7.6.3 Atomic Collision

Let \(B^{m}\) be atom \(B\) in an excited, so-called metastable state. This means that \(B^{m}\), although unstable, has a very long relaxation time, i.e. longer than \(1 \mathrm{~ms}\) or so. If \(B^{m}\) collides with atom \(A\), it transfers energy to \(A\).

\[B^{m}+A \rightarrow B+A^{*}, \nonumber \] \(A^{*}\) is the excited state used for the stimulated emission. If \(\tau_{m 1}\) is the relaxation time of metastable state \(B^{m}\), then \(\tau_{m 1}\) is very large and hence the spontaneous emission rate is very small. This implies that the number of metastable atoms as function of time \(t\) is given by a slowly decaying exponential function \(\exp \left(-t / \tau_{m 1}\right)\). How can one get metastable atoms? One can for example pump atom B from its ground state 1 to an excited state 3 above state \(\mathrm{m}\), such that the spontaneous emission rate \(3 \rightarrow m\) is large. The pumping can be done electrically or by any other means. If it is done electrically, then we have \[B+e\left(\mathcal{E}_{2}\right) \rightarrow B^{m}+e\left(\mathcal{E}_{1}\right), \nonumber \]

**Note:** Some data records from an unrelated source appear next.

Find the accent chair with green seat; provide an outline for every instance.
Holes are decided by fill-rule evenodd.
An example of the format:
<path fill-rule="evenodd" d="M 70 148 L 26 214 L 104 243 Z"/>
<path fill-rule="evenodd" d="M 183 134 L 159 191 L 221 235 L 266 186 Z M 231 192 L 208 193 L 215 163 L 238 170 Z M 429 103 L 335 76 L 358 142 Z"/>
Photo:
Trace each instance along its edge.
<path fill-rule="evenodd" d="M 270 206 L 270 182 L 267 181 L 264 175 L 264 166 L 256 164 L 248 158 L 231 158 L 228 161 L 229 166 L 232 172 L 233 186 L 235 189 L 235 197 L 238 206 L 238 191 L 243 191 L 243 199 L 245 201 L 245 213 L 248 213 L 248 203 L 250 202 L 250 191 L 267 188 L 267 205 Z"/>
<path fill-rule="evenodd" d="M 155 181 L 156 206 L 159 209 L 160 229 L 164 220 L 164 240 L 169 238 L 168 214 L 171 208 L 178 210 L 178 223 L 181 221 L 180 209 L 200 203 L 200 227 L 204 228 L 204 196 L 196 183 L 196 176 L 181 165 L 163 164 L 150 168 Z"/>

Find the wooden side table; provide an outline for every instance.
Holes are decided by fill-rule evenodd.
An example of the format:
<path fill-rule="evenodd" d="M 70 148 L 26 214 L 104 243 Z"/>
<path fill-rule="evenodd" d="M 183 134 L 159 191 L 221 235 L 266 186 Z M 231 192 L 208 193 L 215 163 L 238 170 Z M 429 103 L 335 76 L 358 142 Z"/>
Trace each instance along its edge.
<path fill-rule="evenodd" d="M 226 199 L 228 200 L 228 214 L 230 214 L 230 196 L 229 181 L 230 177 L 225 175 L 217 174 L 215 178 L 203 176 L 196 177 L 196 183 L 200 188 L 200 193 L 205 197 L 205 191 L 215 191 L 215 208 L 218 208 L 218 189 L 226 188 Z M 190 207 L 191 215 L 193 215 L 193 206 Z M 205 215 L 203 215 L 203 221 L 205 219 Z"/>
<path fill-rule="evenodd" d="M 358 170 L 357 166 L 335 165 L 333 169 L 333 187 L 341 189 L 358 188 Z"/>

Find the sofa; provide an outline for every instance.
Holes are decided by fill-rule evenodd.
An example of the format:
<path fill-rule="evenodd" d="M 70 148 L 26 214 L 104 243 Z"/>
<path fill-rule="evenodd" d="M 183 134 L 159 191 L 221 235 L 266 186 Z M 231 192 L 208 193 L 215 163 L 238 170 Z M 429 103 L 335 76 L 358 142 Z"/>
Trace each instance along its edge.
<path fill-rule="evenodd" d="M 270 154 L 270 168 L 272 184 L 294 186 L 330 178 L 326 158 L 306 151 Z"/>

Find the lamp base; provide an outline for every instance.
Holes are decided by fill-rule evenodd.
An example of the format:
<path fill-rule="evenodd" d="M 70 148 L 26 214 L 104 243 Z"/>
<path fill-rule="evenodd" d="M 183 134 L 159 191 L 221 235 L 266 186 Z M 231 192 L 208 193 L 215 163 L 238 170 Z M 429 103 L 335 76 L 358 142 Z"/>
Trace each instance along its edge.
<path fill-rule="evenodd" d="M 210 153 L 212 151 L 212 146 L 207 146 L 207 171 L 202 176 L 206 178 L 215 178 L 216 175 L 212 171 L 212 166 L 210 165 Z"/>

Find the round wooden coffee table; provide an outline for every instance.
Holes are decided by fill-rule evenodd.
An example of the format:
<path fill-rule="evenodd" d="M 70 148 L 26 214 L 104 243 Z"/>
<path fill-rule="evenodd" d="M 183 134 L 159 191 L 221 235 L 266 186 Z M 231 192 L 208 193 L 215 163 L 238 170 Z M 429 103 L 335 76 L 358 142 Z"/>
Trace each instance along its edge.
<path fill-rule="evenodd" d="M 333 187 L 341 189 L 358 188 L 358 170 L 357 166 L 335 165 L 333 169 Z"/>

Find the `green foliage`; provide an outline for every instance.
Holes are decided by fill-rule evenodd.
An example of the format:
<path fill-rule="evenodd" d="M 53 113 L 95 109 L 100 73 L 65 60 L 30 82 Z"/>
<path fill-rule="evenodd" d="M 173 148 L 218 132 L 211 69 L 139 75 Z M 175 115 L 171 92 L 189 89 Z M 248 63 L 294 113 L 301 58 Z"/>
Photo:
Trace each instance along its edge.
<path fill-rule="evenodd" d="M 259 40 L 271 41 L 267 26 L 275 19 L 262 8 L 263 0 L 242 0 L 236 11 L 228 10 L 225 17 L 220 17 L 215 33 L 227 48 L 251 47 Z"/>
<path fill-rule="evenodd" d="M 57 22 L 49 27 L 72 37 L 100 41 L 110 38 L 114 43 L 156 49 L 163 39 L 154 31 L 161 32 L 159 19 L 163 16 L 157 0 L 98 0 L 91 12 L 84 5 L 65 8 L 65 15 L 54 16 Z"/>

Examples of these types of laser are He-Ne, which emits in the red at \(632 \mathrm{~nm}, \mathrm{~N}_{2}\) - \(\mathrm{CO}_{2}\) and He-Cd. All of these depend on atom or molecule collisions, where the atom or molecule that is mentioned first in the name is brought into the metastable state and lasing occurs at a wavelength corresponding to a level difference of the second mentioned atom or molecule. In the simplest case the metastable states are created by electrons generated by a discharge. The \(\mathrm{CO}_{2}\) laser emits at \(10 \mu \mathrm{m}\) and can achieve huge power.

7.6.4 Chemical Pump

In some chemical reactions, a molecule is created in an excited state with population inversion. An example is: \[A+B_{2} \rightarrow(A B)^{*}+B \nonumber \] So in this case the lasing will take place for a transfer between states of molecule \(A B\). The HF, DF, Ar-F, Cr-F, Xe-F and Xe-Cl lasers are all chemically pumped.

7.6.5 Semiconductor Laser

In this case pumping is done by electron current injection. It is one of the most compact lasers and yet it typically emits \(20 \mathrm{~mW}\) of power. Transitions occur between the conduction and valence bands close to the \(p-n\) junction. Electrons from the \(n\)-layer conduction band will recombine with the holes in the \(p\)-layer. A cavity is obtained by polishing the end faces that are perpendicular to the junction to make them highly reflecting. Semiconductor lasers are produced for wavelengths from \(700 \mathrm{~nm}\) to \(30 \mu \mathrm{m}\) and give continuous (CW) output.